Final Thoughts: Is Ouster Stock a Buy in 2026?
As of July 2026, Ouster, Inc. (OUST) is one of the strongest-executing names at the intersection of digital lidar, Physical AI, and U.S.-aligned sensor supply chains. Its 13 consecutive quarters of product revenue growth, Rev8 native color lidar launch, NVIDIA DRIVE Hyperion qualification, Stereolabs acquisition, NDAA Section 164 tailwind, and 700-plus BlueCity smart infrastructure deployment footprint together support the argument that Ouster has moved beyond the lidar hardware category into a broader perception platform.

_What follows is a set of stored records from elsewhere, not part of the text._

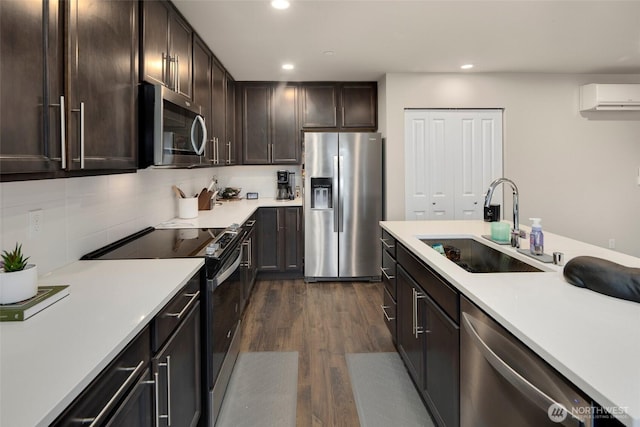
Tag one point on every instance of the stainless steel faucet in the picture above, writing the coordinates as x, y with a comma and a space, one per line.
515, 232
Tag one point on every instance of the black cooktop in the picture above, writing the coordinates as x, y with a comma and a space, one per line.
158, 243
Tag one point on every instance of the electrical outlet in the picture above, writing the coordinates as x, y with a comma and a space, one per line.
36, 223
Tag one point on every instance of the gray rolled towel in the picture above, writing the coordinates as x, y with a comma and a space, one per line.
604, 276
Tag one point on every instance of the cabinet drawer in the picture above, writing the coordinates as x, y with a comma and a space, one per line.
389, 273
388, 243
174, 312
107, 392
445, 296
389, 313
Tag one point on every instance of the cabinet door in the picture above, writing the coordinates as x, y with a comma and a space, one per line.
180, 48
269, 244
230, 128
219, 107
177, 368
31, 79
319, 106
442, 364
410, 314
358, 106
256, 119
293, 243
103, 95
202, 61
155, 41
285, 136
137, 409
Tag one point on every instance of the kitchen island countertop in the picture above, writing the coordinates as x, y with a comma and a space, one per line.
591, 338
228, 212
48, 359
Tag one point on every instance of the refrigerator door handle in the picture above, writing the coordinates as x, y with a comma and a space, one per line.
340, 193
334, 190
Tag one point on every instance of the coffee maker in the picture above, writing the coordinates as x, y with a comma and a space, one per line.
285, 185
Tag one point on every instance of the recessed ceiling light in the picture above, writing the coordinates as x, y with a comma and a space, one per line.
280, 4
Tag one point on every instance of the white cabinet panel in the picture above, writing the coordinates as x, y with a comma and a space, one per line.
451, 157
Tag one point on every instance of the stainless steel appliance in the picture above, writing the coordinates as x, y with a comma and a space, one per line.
221, 289
285, 185
173, 131
343, 205
503, 383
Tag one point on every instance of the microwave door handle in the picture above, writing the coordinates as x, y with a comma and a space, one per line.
530, 391
200, 121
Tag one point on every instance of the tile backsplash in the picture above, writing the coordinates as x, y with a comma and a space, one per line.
80, 215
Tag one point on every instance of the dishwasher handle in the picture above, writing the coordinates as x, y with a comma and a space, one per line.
530, 391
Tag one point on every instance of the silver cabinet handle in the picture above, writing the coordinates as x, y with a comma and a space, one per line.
99, 419
384, 310
534, 394
194, 297
63, 132
177, 74
81, 111
417, 329
384, 271
166, 416
386, 245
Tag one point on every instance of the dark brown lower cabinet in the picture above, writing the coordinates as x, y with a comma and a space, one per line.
428, 342
280, 242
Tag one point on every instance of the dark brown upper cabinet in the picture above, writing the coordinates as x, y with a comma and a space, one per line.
348, 106
61, 115
167, 47
202, 87
32, 87
270, 123
103, 93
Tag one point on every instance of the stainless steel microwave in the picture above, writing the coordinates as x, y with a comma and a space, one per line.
173, 131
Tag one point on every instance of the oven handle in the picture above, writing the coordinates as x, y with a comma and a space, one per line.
224, 275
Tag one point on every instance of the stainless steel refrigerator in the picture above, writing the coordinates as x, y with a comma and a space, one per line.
343, 206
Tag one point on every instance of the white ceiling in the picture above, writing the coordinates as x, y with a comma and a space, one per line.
371, 38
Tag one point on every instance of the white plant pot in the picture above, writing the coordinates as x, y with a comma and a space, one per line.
18, 285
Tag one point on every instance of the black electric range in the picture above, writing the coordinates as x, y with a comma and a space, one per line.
221, 292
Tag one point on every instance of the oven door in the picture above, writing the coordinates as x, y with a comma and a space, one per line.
225, 294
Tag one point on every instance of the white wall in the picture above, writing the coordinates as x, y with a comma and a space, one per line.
577, 171
84, 214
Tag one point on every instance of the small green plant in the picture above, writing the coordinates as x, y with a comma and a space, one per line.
14, 260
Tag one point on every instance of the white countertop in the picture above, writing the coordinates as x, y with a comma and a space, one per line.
591, 338
48, 359
227, 213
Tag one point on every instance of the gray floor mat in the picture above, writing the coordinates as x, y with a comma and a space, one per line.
263, 391
383, 391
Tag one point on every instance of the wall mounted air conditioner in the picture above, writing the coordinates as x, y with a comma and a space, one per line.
610, 97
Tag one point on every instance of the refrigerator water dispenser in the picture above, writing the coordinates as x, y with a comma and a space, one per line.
321, 197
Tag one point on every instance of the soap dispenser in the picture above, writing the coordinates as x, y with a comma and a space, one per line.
536, 238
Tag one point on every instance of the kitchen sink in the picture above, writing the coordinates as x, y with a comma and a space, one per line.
476, 257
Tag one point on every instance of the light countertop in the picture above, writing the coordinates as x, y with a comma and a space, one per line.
48, 359
227, 213
591, 338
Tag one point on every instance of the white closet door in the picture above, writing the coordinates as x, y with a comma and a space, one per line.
478, 159
451, 157
416, 198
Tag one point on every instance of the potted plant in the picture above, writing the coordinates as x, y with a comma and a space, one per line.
18, 280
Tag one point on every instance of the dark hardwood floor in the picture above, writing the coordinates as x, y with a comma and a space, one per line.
322, 322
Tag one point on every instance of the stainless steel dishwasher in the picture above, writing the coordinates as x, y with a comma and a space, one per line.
504, 383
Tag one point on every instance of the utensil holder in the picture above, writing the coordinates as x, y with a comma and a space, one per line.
204, 200
188, 208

The risk is that a lot of that story is already reflected in the stock, with OUST up more than 270% year over year and trading at roughly 9x 2026 estimated revenue. Analyst targets remain broadly bullish but widely dispersed, from Cantor Fitzgerald's $33 on the cautious side to Roth Capital and MKM's $75 on the aggressive side, with the consensus clustered near $39. For traders, OUST futures on BingX TradFi offer a way to trade around Q2 earnings, NVIDIA-related headlines, federal infrastructure wins, and Physical AI sentiment cycles. For longer-term investors, the key question is whether Ouster can convert its Rev8 momentum, NVIDIA qualification, and Hesai-free U.S. federal opportunity into sustained, profitable growth by 2027 without further material dilution.